20 years is not an eternity. In the past, people were not yet of legal age at this age, and those who survived 20 years of marriage were only allowed to celebrate the porcelain wedding. However, when four goldsmiths run a jewelery gallery with a workshop together for as long as Anne Gericke, Sarah Cossham, Pura Ferreiro and Barbara Decker do with “Tragbar”, this is in Munich, which has a reputation for not being the easiest place for creative people be, then you will be allowed to ask: How does it work? And what’s special?

Of course, this cannot be explained in one sentence. The coffee machine first has to run extensively before the listener understands that it is the sustainable use of valuable materials that makes “Portable”. In the shop workshop with the beautiful tiled floor, not only jewelery is made from recycled gold. Old jewelry is also upcycled, i.e. worn-out things are given a new life.

The precious metal is becoming more and more expensive, most recently the pandemic fueled demand for gold as an investment. Stocks are limited and extraction harms the environment. Toxic chemicals are often used, forests have to give way and huge masses of earth have to be moved in order to get to the coveted precious metal.

The material of old jewelry is reused

And that’s why they want to do things differently at Zenettistraße 33. Four individual entrepreneurs not only share the fixed costs there, but also the shop times and tasks. Gericke learned in 2003 that the space would be free. And thought to himself: “A shop like that will never come back. I have to do that now.” Anyone who enters the former grocery store will notice the earrings that Cossham makes from glass beads in many different colors. She also upcycles the Munich jewelry: “I prefer to dig for gold and stones in my customers’ drawers,” she says. For example, she placed the diamonds of a ring whose aesthetics was showing its age on a new ring in a modern way. The gold of the original ring will of course be recycled. Cossham offsets its value against her work.

Four female entrepreneurs under one roof: Pura Ferreiro (from left), Sarah Cossham, Anne Gericke and Barbara Decker.

(Photo: Florian Peljak)

In the designs by Gericke and Decker, gemstones are allowed to unfold their beauty, each in their own way. Ferreiro stands in front of a showcase and looks at her “Little Fruits” collection, pendants or earrings in the form of lychees, lotus or lilies of the valley. She also masters the ancient technique of granulation, in which tiny gold beads are laid into a pattern with a brush.

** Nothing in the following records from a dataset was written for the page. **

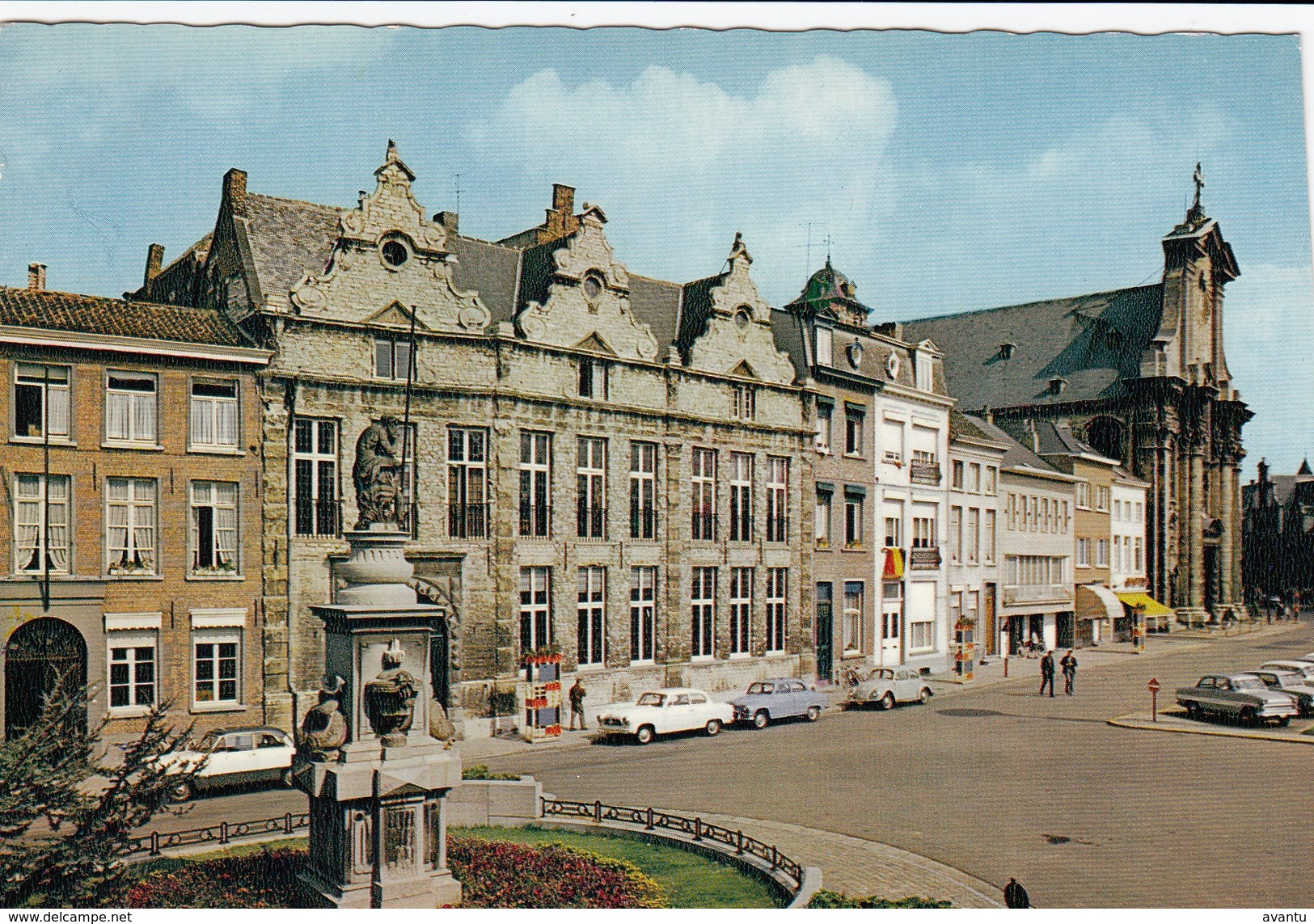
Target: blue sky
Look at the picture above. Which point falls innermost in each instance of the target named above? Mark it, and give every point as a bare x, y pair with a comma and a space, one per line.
949, 172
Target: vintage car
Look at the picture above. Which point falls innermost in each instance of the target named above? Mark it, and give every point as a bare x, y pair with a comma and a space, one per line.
887, 686
1293, 684
1240, 695
767, 701
674, 709
234, 756
1299, 665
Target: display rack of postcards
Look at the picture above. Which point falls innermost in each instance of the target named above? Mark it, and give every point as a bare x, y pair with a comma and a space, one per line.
540, 695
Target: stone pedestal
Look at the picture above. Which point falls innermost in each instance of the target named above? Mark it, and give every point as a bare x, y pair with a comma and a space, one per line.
376, 778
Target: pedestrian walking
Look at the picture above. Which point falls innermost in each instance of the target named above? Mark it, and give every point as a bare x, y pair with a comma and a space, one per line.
577, 694
1068, 665
1016, 897
1047, 673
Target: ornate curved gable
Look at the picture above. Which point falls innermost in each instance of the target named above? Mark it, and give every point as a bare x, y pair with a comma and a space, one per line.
389, 259
736, 337
586, 302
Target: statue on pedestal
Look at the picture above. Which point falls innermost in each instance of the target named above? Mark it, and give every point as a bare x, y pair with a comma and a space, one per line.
378, 474
391, 698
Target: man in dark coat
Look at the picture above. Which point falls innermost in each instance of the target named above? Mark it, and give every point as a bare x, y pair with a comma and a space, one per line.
1047, 672
1016, 897
1068, 665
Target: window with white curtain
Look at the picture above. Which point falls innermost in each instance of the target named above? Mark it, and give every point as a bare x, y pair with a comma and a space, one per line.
214, 416
42, 514
130, 526
130, 407
214, 527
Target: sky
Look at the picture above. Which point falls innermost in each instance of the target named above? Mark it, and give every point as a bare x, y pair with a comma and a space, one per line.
941, 172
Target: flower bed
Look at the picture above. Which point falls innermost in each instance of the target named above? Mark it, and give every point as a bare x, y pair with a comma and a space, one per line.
493, 875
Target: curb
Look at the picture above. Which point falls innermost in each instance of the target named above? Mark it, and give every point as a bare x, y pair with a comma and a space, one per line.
1147, 726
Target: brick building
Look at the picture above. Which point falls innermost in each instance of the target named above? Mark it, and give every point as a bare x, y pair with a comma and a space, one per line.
132, 514
603, 462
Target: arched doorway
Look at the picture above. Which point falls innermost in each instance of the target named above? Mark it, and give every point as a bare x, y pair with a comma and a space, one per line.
37, 656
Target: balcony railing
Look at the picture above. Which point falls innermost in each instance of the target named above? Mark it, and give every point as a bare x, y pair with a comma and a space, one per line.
1036, 593
921, 559
924, 474
535, 520
468, 521
643, 522
703, 526
590, 521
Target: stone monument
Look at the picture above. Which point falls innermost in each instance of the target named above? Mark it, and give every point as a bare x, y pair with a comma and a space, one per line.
374, 774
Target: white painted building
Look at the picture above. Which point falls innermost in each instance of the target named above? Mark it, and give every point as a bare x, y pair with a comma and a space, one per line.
974, 531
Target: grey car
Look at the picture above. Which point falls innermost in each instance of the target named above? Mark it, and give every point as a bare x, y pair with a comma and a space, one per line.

Ferreiro started thinking about the origin of the precious metal 15 years ago, when she used fair trade silver. Attention is paid to fair wages, but this does not guarantee ecological harmlessness. They are now working with a Munich dealer on Zenettistraße, who supplies them with recycled precious metals from a certified refinery. During recycling, gold is separated from foreign materials by electrolysis. It doesn’t matter whether an old mobile phone, a pair of hoops or gold teeth go through this process: the end product is gold of the same quality as before. “It’s even better because there’s no mining at all,” explains Ferreiro. Decker, on the other hand, obtains its gems from small traders. For example about a Brazilian who grew up in Germany. Because he knows the production conditions in the mine.

Wearing recycled jewelry is becoming a trend

Ultimately, it is a question of trust – for everyone involved. Many Munich residents come to the “Tragbar” because they are specifically looking for recycled gold. This contrasts with the perceived majority of those who shop in large department stores or on the Internet, where the transparency of the supply chain quickly reaches its limits. Although it is now common, especially in small companies, to work with recycled gold, as they say on Zenettistrasse, there is still a lot of room for improvement. But the wearing of recycled jewelery is slowly becoming a trend. Sometimes it just takes a while for consumers to change their minds, and that was no different with green fashion and organic food. It is in the nature of the goldsmith to use the precious materials sparingly. Every chip has always been collected.

Decker is sitting at the workbench sawing on a ring. At the age of 14 she took her first course in goldsmithing. “What I love about the material is that something new can always be created,” she says. And while Gericke appreciates “the interaction with people” about her profession, for Cossham goldsmithing is “the most effective meditation in the world” and for Ferreiro “a channel for the imagination to flourish”.

Four women goldsmiths, for whom the “Tragbar” works so well as a basis because they allow themselves their freedom: Ferreiro studied art history in the meantime, Gericke also works for the city’s cultural and creative industries competence team. Cossham has just started a jewelry podcast called “Others and me”. In it she wants to introduce jewelry artists. The first episode, however, is dedicated to “portable”. Eh sure.

“Wearable in conversation” on March 12 at 10.30 a.m. at the “Schmuck-Infopoint” in the new town hall at Marienplatz 8 (accompanying program of the International Crafts Fair).